Over dinner later that evening with Mark (I had defrosted some of the pesto I’d made that summer from the basil we grew on his balcony in pots, serving it with linguine alongside a simple green salad), he and I fell into heated argument.
where’s my red pen?
Nothing like that is going to happen tonight,” I said in my most soothing voice (I am a good girlfriend, really).
to whom is she appealing?
even worse is when these meaningless asides are punctuated with exclamation marks:
I just prayed (that’s an idiom, not a literal use of the verb!) that the police wouldn’t arrive and ask us what we were doing.
these two passages are on the same page, which i guess makes it A VERY EXCITING page!!!!!!!!!!!!!
one:
The link to my site was broken, and I dithered about whether or not it would be appropriate to leave a comment. Finally I decided that it would (it wasn’t like I was criticizing what they said about me—I was just making sure that others could find the site!).
and two:
Mark still hadn’t called, and gradually the life of the Trapped publicity dissipated. Finally, he texted me around eleven thirty (a call would have been more appropriate!) to suggest that we meet for dinner at Max Soha at seven.

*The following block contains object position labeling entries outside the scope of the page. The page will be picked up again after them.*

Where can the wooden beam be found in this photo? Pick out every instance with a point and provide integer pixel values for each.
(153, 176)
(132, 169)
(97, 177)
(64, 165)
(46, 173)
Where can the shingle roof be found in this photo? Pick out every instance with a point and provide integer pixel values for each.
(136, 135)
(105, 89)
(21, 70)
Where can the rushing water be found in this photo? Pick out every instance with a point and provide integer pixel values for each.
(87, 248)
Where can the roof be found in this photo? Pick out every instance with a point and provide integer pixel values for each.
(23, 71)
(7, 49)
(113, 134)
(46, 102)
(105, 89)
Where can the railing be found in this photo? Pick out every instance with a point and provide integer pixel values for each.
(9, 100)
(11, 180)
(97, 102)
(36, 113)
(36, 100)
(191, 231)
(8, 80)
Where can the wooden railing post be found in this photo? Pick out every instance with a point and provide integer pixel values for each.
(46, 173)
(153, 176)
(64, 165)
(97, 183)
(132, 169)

are these !!!!! attempts to sound more human? more casual? it doesn’t make any sense.
People who meet me at parties often seem surprised that a person who studies games should appear so self-contained and humorless. I usually counter this observation by saying that games are a serious business. Most players of games are very much in earnest, not so much frisking and frolicking as furthering their interests like rational actors in any other field. Games represent a field apart, that is all, not a field distinctly different in its priorities from any other. I say all of this in a relatively dry manner that leaves the person I am talking to quite unclear whether I mean to be funny or not.
(I am in fact a person with a sense of humor.)
i remain unconvinced.
what is most maddening are instances like this—a lovely ethereal paragraph of blessed clarity followed by horribly clunky dialogue.

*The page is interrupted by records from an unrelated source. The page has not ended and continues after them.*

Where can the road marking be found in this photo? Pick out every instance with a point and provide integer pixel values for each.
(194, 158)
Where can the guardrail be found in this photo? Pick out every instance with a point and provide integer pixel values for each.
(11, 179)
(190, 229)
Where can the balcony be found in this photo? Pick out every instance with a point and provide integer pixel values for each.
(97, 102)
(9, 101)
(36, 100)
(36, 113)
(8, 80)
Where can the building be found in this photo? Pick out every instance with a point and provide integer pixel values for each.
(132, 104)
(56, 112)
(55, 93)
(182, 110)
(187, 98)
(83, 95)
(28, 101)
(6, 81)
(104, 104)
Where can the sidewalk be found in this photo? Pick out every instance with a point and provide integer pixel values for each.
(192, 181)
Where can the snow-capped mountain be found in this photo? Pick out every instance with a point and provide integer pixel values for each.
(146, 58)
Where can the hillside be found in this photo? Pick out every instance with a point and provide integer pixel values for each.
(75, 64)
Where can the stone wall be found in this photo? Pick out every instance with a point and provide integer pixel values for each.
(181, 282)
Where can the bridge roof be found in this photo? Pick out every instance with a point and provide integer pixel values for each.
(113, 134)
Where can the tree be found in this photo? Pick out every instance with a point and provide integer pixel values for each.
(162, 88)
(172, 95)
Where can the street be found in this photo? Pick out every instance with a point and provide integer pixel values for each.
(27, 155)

The wine was as sweet and intense as winter itself, the winter of sugarplums and the concentrated essence of north. It brought warmth to my cheeks, and the feeling of Anna’s gaze upon me also made me burn.
“You have found it difficult interacting with your mother over the years, haven’t you?” she said.
“I have,” I confessed. “I always seem to fall short of her exacting standards, but I am stymied as to how to change that.”
one of these three characters is a poet, and i’m telling you, i would hate to read her poetry. incidentally, this author also writes YA, and i’m curious about what that reads like, but not curious enough to investigate it…yet.
part three is voiced by lucy, written as an account of events, whose dialogue is shaped as a play, complete with footnotes (hello to dfw again):
ANDERS: Old hat. Your standard role-playing game already relies on a grotesquely denatured sub-Shakespearean idiom.⁷
⁷ Anders actually talked like this.
that’s some pot-kettle quality scoffing, considering this is how lucy “talks:”
We slowed down only to tip more wine down our throats; I had decanted mine into a plastic sports drink bottle, so that a sympathetic officer might countenance the fiction of legality.
i think that’s enough to explain why i didn’t like this book.
take all of these complaints out of it, and there’s nothing much to discuss. there’s no drama, the ‘twist’ is utterly transparent because of the heavy-handed foreshadowing, and there’s just no story. it’s impossible to feel anything for characters that are so wooden and robotic. as much as i love megan abbott, i have no idea what she saw in this book that made her wanna blurb it:
“The Magic Circle is elegant, brutally smart, and utterly absorbing—The Secret History as directed by Whit Stillman.”
end of rant. i am grateful for the prezzie, jerri, and it WAS on my buy-for-me shelf, so it’s no one’s fault but my own, but this was a big old dud of a book.